Stoisits: Strasser schiebt Asylproblematik auf EU-Kandidaten ab

Österreich wieder Vorreiter in Restriktivität

OTS (Wien) - "Auf dem gestrigen EU-Innenministerrat hat sich Österreich wieder einmal durch eine Restriktionsinitiative hervorgetan, indem es alle EU-Kandidatenländer zu sicheren Drittländern erklärt hat. Das hat nicht nur für StaatsbürgerInnen dieser Länder Konsequenzen, sondern auch für Drittstaatsangehörige, die über diese Länder nach Österreich eingereist sind", kritisiert die Menschenrechtssprecherin der Grünen, Terezija Stoisits, Strassers restriktive Haltung zu Mindestnormen für die Aufnahme von AsylwerberInnen.

"Damit soll die österreichische Praxis, alle Nachbarländer Österreichs in Bausch und Bogen zu sicheren Drittländern zu erklären, auf EU-Ebene 'legalisiert' werden, obwohl in einigen von ihnen ein faires Asylverfahren nicht gewährleistet ist und österreichische Höchstgerichte derartige Entscheidungen immer wieder aufgehoben haben", so Stoisits.

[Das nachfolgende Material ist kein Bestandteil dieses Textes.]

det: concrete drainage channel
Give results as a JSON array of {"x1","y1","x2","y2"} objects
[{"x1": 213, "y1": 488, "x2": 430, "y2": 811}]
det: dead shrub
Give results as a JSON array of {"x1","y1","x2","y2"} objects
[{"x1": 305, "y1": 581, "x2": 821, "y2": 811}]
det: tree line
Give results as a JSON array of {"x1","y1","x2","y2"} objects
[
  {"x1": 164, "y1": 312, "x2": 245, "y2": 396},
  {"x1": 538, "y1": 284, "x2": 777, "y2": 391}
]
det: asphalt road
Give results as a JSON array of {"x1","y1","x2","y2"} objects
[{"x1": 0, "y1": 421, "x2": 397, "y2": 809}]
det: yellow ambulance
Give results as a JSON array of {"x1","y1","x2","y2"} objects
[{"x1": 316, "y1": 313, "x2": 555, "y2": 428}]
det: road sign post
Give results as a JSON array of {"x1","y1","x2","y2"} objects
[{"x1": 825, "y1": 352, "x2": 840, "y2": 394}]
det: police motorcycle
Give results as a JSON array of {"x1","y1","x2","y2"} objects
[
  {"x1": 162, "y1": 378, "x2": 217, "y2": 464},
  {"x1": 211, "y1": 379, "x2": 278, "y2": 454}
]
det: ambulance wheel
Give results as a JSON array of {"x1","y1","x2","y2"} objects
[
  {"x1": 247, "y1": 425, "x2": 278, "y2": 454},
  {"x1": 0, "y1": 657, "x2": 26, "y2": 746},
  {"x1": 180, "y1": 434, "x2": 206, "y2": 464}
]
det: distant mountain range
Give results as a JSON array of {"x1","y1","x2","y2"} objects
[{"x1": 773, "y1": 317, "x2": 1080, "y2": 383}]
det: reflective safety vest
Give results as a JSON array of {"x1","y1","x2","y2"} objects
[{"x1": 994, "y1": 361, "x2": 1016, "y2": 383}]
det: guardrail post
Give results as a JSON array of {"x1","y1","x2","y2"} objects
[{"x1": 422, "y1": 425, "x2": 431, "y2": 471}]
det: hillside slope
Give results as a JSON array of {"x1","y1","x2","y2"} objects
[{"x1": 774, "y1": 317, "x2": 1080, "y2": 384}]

"Die Einigung auf EU-weite Mindeststandards für die Aufnahme von AsylwerberInnen ist zu begrüßen. Die Grünen fordern den Innenminister auf, wie in der Richtlinie beschlossen den Lebensunterhalt, die Unterkunft und die gesundheitliche Versorgung von AsylwerberInnen in Österreich endlich zu gewährleisten, und zwar unverzüglich" schließt Stoisits.